In this way, Infinite Husk isn't about entertainment, at least for me. It mirrored the nonlinear journey of the human experience. Alienness is sometimes just the name we give to the parts of ourselves we haven’t learned to embrace with empathy. As someone who is constantly navigating systems that weren’t built for me to sustain, there was something revelatory in watching a character claim space in a world that she doesn't understand and vice versa. The film’s ethos in “build your own universe” resonates because…
for many Black women, especially those of us living at various intersections, creating our own universe isn’t a choice. It’s essential for survival.
Seeing that reflected onscreen felt like a reclamation of complexity I’ve earned the hard way.
During our interview, I expressed these thoughts to Silverstein in a roundabout way because those were the things I discovered about me while watching his film. However, I did ask him if there was anything he discovered about himself throughout The Infinite Husk creation, and he revealed he held a lot of pinned up anger. “I didn’t realize I was angry making this film.” I did a double take because that anger didn’t necessarily come across to me watching the film, but this goes back to the quote at the beginning of the article. He's angry that these kinds of stories are not told from a specified point of view. “If you’re waiting for the world to give you permission. It won’t ever get there,” he said. “We’ve got to make our world. We’ve got to make the one that we want to be in.”
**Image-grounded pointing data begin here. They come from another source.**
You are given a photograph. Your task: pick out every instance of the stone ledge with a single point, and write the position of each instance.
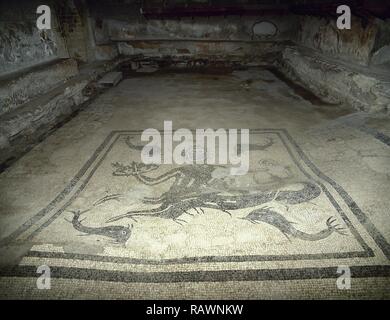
(335, 82)
(22, 87)
(26, 125)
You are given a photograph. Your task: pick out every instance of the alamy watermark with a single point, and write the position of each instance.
(206, 146)
(343, 282)
(44, 280)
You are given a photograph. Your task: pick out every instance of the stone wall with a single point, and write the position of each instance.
(22, 45)
(247, 36)
(353, 45)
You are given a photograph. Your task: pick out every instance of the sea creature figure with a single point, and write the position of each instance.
(273, 218)
(119, 234)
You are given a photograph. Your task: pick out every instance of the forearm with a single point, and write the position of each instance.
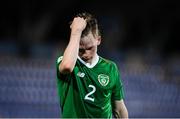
(120, 110)
(71, 52)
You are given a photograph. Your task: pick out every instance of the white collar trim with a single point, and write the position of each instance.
(94, 61)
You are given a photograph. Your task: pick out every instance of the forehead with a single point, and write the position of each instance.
(87, 41)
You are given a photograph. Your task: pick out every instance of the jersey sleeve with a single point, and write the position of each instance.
(58, 74)
(118, 91)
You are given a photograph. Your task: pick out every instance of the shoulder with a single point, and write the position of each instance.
(108, 61)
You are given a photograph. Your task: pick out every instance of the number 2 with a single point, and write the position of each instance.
(87, 97)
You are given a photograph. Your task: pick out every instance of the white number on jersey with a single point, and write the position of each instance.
(87, 97)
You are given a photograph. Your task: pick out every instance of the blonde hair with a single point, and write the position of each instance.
(92, 25)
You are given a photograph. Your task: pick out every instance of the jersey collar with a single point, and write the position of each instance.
(94, 61)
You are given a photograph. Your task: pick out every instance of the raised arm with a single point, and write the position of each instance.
(71, 52)
(120, 110)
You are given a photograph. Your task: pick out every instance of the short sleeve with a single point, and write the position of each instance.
(118, 91)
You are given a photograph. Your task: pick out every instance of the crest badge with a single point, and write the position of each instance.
(103, 79)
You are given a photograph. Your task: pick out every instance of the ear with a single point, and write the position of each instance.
(98, 40)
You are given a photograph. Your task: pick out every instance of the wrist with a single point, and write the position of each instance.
(76, 32)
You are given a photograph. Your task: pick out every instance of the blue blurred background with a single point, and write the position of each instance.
(141, 36)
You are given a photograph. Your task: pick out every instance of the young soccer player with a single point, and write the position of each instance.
(89, 86)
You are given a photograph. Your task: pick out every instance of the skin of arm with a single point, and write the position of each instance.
(71, 52)
(120, 110)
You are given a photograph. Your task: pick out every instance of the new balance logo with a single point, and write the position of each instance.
(80, 74)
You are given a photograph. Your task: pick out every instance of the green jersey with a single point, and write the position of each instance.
(89, 91)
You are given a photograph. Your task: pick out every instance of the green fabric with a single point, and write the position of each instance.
(89, 92)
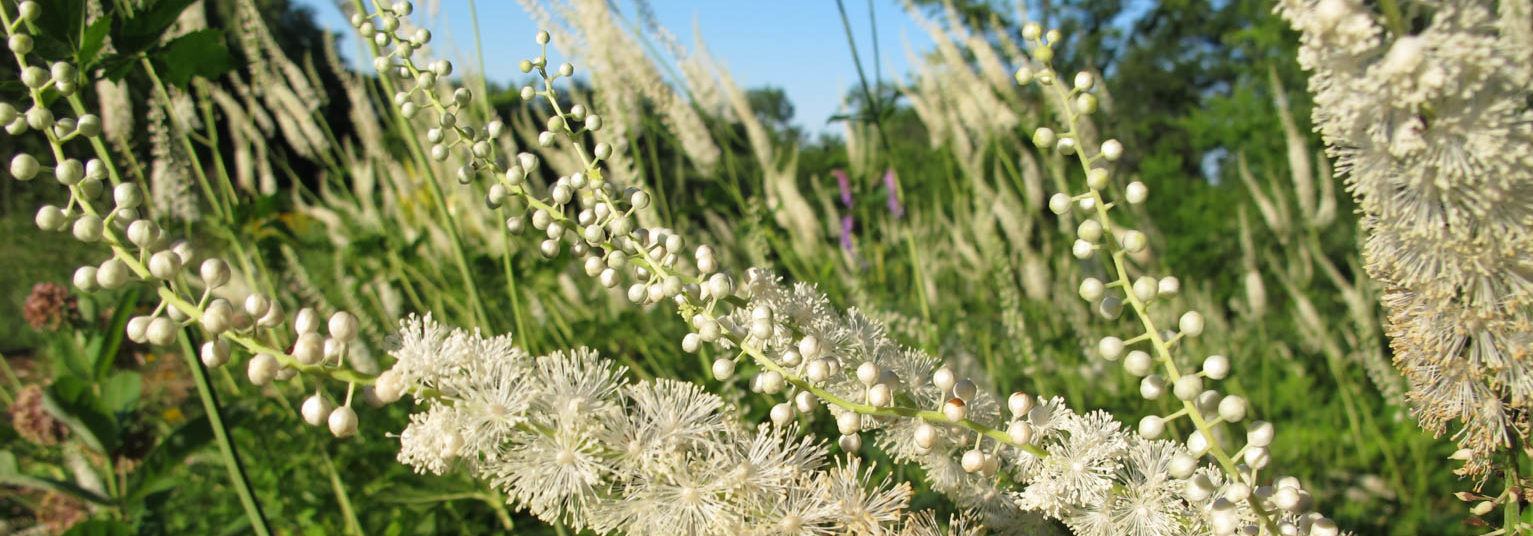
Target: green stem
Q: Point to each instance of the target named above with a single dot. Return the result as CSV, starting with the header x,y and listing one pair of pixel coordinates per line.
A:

Alienness is sometimes just the name we give to the parts of ourselves we haven’t learned to embrace with empathy.
I placed myself in his shoes and thought about what he really said. Of course Hollywood could be more diverse, and flexible with the type of stories told from cultural points of view. But, the fact that there are so many stories out there that we’ll never see the light of day because of the lack of resources would piss anyone off. Despite his anger, he’s proud of the ownership: “This film weirdly moves, walks, talks, sounds like the film that I intended to make. If someone hates it, I own that, but if they like it, then those are the people my film is for.”
I think by the end of the interview, Silverstein realized that he’d come face-to-face with someone who represents the exact demographic that his film is for. Bringing his work, empathy, work ethic and process full circle.